But the results were dramatic. Disease progression was measured by the Neurologic Impairment Score plus 7 nerve tests (NIS + 7), a 270-point scale, a comprehensive instrument combining clinical assessment, EMG measures, and computer-directed sensory testing. The score increased by 25 in the placebo group vs. only 8.7 points in the diflunisal group (p<.001). This makes a big difference functionally, according to Dr. Berk.
“What does that mean? It’s the strength to get out of a chair,” he said. “If you don’t think that’s significant, when you have neuropathy and can’t get out of a chair or off the toilet, you’ll feel differently.”
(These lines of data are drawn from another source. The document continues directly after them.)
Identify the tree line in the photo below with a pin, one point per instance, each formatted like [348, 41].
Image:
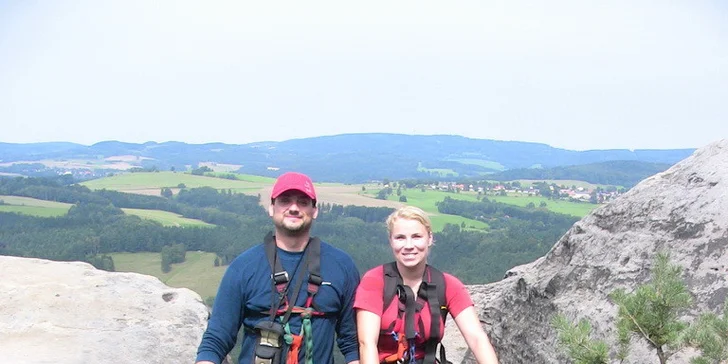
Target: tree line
[95, 226]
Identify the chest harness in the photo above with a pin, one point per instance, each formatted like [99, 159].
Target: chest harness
[432, 291]
[274, 334]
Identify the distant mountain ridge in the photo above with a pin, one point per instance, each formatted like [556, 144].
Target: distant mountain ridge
[348, 158]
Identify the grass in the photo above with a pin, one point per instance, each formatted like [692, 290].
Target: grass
[166, 218]
[152, 180]
[197, 273]
[33, 206]
[481, 162]
[428, 200]
[578, 209]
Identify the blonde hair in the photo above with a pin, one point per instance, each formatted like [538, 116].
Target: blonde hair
[410, 213]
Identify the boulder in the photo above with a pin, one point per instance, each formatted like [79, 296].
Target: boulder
[682, 211]
[70, 312]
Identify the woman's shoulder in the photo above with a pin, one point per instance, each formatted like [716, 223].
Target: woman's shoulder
[376, 272]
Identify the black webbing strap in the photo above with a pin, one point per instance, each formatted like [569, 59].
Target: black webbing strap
[280, 281]
[407, 296]
[436, 299]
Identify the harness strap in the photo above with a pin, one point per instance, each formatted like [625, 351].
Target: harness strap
[401, 348]
[432, 290]
[435, 337]
[280, 284]
[294, 345]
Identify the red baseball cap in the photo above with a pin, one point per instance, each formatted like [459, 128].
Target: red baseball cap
[293, 181]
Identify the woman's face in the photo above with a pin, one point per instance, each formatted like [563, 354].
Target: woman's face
[410, 242]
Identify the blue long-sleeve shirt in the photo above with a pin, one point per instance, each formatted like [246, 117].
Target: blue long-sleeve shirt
[245, 293]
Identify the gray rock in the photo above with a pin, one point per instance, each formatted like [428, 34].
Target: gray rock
[683, 211]
[70, 312]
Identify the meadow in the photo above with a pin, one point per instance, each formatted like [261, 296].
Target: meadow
[578, 209]
[197, 273]
[166, 218]
[34, 207]
[152, 182]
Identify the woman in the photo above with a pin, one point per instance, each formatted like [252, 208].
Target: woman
[382, 325]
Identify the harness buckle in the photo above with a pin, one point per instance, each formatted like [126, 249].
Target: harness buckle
[279, 277]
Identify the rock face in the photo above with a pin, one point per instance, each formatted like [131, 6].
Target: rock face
[683, 211]
[70, 312]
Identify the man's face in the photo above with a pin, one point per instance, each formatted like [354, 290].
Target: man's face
[293, 213]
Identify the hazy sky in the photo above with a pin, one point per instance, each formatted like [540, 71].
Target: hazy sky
[571, 74]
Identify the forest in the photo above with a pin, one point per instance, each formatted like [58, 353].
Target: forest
[95, 226]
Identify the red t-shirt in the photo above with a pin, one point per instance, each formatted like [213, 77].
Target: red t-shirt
[369, 296]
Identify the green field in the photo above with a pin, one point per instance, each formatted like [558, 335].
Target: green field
[197, 273]
[158, 180]
[34, 207]
[481, 162]
[562, 182]
[166, 218]
[578, 209]
[428, 200]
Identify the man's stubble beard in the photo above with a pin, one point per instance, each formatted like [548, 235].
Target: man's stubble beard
[299, 230]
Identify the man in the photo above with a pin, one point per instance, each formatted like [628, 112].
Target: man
[293, 294]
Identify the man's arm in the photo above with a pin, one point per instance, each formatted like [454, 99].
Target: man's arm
[224, 324]
[346, 325]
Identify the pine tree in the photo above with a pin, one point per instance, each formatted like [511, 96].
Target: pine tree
[652, 311]
[580, 347]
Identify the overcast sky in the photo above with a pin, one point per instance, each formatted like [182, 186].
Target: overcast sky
[572, 74]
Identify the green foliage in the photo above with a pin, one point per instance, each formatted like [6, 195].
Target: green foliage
[652, 311]
[620, 173]
[201, 171]
[172, 254]
[576, 340]
[101, 261]
[709, 334]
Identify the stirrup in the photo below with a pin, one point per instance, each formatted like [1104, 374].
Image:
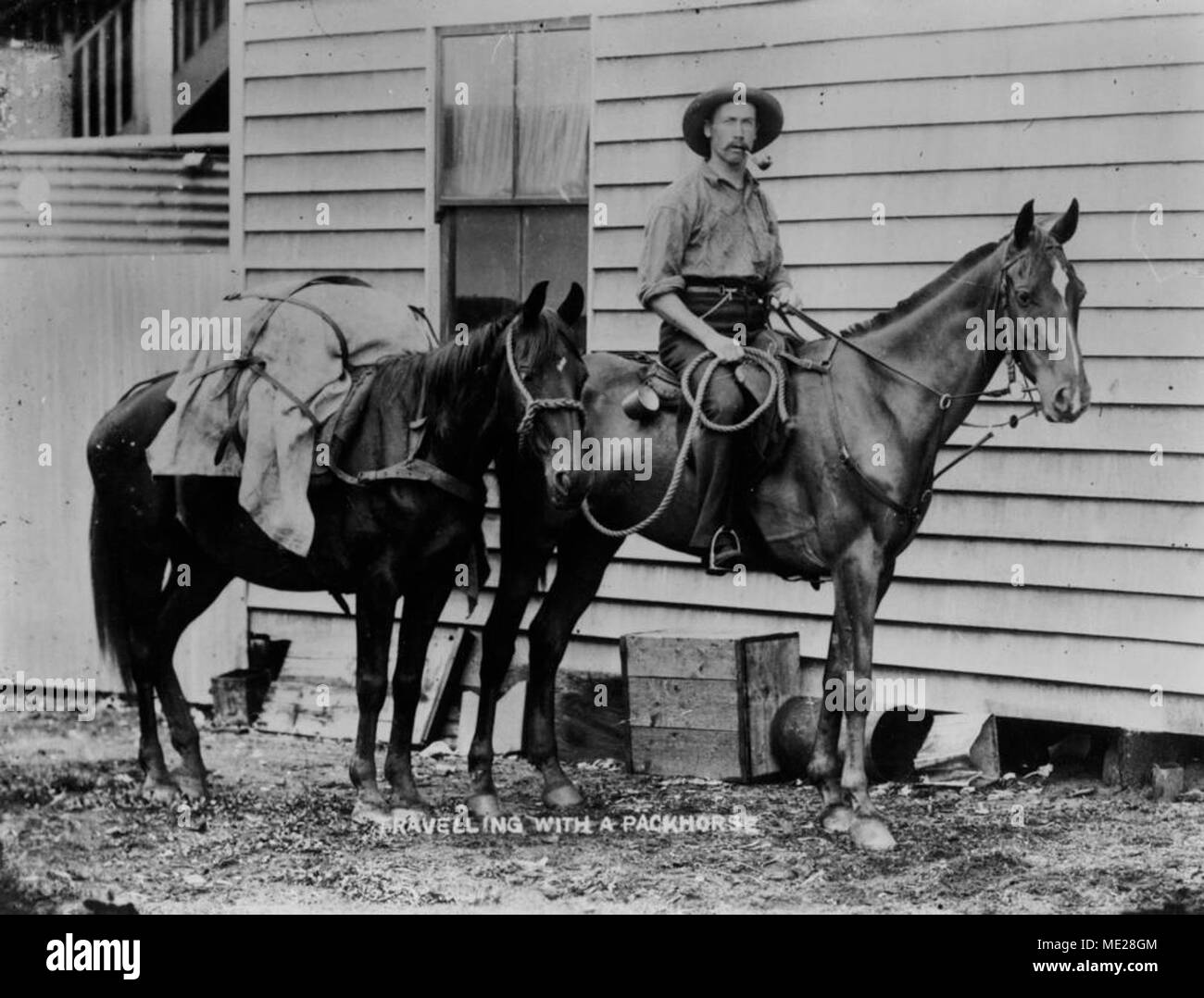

Overall, there is good cause for optimism in amyloidosis treatment.
TTR stabilization, he said, “definitely works.”
“Diflunisal inhibits neurologic disease dramatically,” he said. “Almost a third of the people taking diflunisal for two years had no change in their NIS score, no neurologic progression. It preserves or improves quality of life. It’s effective across mutations, gender, severity of disease and it gives new life to an obsolete drug.”
Tamafadis
Another agent, tamafadis, studied just before the diflunisal, also stabilizes the tetramer. It doesn’t come with the toxicity concerns of an anti-inflammatory, but is more costly. In a trial, it showed an effect but didn’t meet its primary endpoint. It has been approved in Europe, though not in the U.S.
Other Therapies
According to Dr. Berk, despite the successes, most patients on TTR stabilizing agents—about 70%—still progress slowly. So there’s a need for better therapy. Two companies—Alnylam and Ionis—have been working on TTR gene-silencing therapies. Both drugs have been found to suppress TTR protein production, diminishing circulating TTR dramatically.
In a phase II trial presented in November at the European Congress on Hereditary ATTR, in which Dr. Berk was an investigator, Alnylam’s agent was found to bring about sustained, 80% suppression of TTR levels.2 A randomized, Phase 3 trial to assess effects on neurologic deficits is now underway.
The latest therapeutic efforts in amyloidosis involve deploying antibodies to knock out a building block of amyloid in the hope that this will lead to the elimination of the deposits. The approach, described recently in the New England Journal of Medicine, involves treating patients with systemic amyloidosis with an agent known to clear serum amyloid P from the plasma, then using antibodies to target SAP in the deposits themselves.3 So far, Phase 1 results show that the approach can safely clear amyloid from the liver and some other tissues.